“今個大日子,你們還有空在這嚼舌根,趕緊招待。”
趙錄事過來打斷幾人,
“諾,”幾人趕緊閉嘴,都各自忙去,雖然在幾年前這位趙錄事還僅是一個編外書手,但人家運氣好啊,當初這位趙錄事奉縣令之命,幫武相公辦好白鹿塬土地的契約,跑前跑后,也是結下人情。
武相公發達后也沒忘記趙錄事,這幾年趙錄事也從編外書手,到正編的戶曹史,第二年又升為戶曹佐,今年更是又升為錄事。
錄事跟佐、史一樣,都屬于沒有品級的雜任,雖說沒有品級,但已經是縣衙里幾個品官以下地位最高的。
三原縣的五曹佐,還在他之下。
具體點說,三原縣的兩位錄事,都是主簿的副手。主簿是勾檢官,相當于縣辦公室主任,兩位錄事就是辦公室副主任了,職權還是挺大的。
三原縣一個畿縣,人口上萬戶,在朝廷確實不入流,但在百姓眼中,這可是很了得的了。
趙錄事把幾個說閑事的老吏趕走,又檢查了一遍,然后便趕到武懷玉面前。
“相公,”
“老趙啊,縣衙新搬來,還缺什么,你盡管跟趙義打聲招呼,讓他幫忙置辦。

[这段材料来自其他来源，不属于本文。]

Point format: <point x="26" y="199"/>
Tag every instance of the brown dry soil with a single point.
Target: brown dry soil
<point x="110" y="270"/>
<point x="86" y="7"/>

”
武懷玉對老趙是不錯的,想當初老趙還幫武懷玉把趙駝子一家給棄籍自賣為奴到他家,
這幾年老趙也是年節都要來武家送禮,雖說武家規定不收錢財賄賂,但是送點不值錢的土特產,倒也可以,何況老趙很聰明的會找駝子,武懷玉打個招呼的事情,但對趙錄事來說,這卻相當于通天了。
從此在縣衙那是一帆風順,要不是說出身太低,弄個官都有機會。不過按現在這勢頭,過個幾年,謀個九品也還是有機會的。
武懷玉看在老趙懂人情世故,辦事也還利落,也愿意提攜提攜一下。
“老趙,這兩天你帶人到我家來趟,我讓管事跟你一起把武家在三原的田地都登記一遍,回頭再讓人帶你到下面莊子上去丈量核實,”
“請相公放心,小的一定辦好。”
“現在新糧也下來了,我呢也帶頭做個表率,先把夏糧交了。”
武家在清河鄉有三千多畝良田,另外清河上下游也還有兩千多畝水澆地,在豐原、白鹿塬等三個塬上,還有五千來畝地,加起來萬畝多點,懷義也還有約三四千畝,
武懷玉讓老趙帶人清量核實登記,把田地肥瘦定等,然后造冊申報,他今年夏糧,會按畝來納租。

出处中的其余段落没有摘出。